Fitch has slashed the long-term issuer default ratings on Belgium’s two largest banks, Dexia and KBC, following the agency’s recent downgrade of Belgium’s sovereign rating.
Dexia Bank Belgium, KBC Bank and KBC Group long-term IDRs were cut down from A to A-, with a stable outlook on Tuesday, the credit rating agency announced.
“[This] reflects the agency’s view that there would be an extremely high probability of potential additional support from the Belgian state, if required,” Fitch said.
“The downgrade of Belgium’s long-term IDR means its ability to support these institutions has decreased,” it said.
Fitch says potential additional aid from the Belgian state is more certain in the short-term. In October, Dexia’s Belgian banking arm was bailed out by the government and other troubled assets were given state funding guarantees.
The three institutions have been removed from Fitch’s “rating watch negative”, which means they are no longer being monitored for a potential downgrade.
KBC Insurance and KBC Group Re’s Insurer Financial Strength ratings have also been taken down a notch from A to A-, although both have a stable outlook.
Fitch has come down hard on eurozone member states, slashing five sovereign debt ratings including Italy, Spain, Cyprus, Slovenia as well as Belgium, over concerns of divergence in monetary and credit conditions.
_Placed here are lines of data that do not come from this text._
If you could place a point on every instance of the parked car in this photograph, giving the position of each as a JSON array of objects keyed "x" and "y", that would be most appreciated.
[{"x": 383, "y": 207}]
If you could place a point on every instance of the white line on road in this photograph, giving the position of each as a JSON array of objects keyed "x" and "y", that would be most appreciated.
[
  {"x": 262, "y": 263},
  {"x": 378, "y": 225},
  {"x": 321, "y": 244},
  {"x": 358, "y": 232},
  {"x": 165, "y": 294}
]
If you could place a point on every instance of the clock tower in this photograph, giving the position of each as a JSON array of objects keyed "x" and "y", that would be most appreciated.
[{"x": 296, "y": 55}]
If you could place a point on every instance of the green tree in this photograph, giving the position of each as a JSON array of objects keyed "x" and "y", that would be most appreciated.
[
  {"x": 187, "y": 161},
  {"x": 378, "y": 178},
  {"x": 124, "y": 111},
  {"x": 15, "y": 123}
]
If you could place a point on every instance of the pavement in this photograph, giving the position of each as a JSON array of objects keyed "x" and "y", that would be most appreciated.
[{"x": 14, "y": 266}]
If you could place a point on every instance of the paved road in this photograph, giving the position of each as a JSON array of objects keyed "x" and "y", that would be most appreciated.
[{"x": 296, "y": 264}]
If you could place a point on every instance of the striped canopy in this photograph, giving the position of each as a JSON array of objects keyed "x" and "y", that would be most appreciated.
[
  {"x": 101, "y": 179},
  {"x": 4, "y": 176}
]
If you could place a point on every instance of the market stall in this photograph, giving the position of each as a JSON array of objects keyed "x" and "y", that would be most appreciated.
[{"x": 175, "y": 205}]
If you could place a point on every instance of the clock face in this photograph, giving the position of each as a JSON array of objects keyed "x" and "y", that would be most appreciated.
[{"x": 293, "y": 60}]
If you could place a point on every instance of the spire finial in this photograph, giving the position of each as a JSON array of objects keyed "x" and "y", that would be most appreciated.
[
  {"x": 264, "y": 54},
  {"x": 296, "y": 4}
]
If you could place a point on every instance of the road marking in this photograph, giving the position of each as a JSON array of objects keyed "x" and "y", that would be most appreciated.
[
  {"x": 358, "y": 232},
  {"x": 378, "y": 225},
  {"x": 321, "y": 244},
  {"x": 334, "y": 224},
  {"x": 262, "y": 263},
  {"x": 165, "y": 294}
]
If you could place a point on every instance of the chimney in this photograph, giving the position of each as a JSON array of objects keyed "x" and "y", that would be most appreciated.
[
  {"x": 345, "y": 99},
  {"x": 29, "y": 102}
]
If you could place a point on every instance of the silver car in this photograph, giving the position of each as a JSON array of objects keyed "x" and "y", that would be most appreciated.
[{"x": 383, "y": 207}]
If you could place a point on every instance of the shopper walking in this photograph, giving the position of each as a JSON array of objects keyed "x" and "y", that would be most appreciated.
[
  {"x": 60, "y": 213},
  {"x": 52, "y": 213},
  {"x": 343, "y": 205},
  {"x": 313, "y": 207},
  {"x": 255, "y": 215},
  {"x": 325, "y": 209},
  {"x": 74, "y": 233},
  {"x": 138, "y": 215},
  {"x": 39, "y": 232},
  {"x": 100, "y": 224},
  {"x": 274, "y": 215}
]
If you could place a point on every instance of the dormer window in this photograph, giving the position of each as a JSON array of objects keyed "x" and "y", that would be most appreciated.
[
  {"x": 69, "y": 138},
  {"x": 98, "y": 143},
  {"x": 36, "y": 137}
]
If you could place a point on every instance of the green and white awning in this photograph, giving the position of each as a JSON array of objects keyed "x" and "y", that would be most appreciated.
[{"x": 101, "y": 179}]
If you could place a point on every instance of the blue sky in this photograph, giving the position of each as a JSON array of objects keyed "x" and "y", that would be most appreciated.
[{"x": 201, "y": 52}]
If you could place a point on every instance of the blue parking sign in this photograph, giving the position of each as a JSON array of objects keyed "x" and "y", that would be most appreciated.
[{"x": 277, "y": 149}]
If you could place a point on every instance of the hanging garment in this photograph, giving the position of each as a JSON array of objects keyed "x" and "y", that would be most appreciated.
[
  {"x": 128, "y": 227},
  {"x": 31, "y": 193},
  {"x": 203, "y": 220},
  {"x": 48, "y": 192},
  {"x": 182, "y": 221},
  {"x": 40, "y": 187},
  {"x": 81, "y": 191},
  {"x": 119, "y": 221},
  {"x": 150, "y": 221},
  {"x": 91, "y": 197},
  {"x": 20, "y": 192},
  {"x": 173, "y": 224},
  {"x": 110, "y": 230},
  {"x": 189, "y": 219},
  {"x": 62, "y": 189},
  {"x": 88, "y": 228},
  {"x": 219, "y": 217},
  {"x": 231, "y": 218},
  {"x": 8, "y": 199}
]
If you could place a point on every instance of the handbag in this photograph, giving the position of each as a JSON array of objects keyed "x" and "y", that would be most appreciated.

Belgium was cut from AA+ to AA.
Fitch said Dexia Credit Local’s unaffected ratings reflect potential additional support if required from France which still retains its coveted AAA status. But Dexia Credit Local’s debt guaranteed by France, Belgium and Luxembourg takes the rating of the weakest link, which is currently Belgium and has therefore been downgraded from AA+ to AA.
Standard & Poors has maintained the A- long-term rating on Dexia but is monitoring the bank for a future downgrade. Both S&P; and Moody’s said the agreement to provide state guarantees of up to €90bn ($117.7bn) to Dexia was one of the main reasons to lower Belgium’s credit rating in recent months.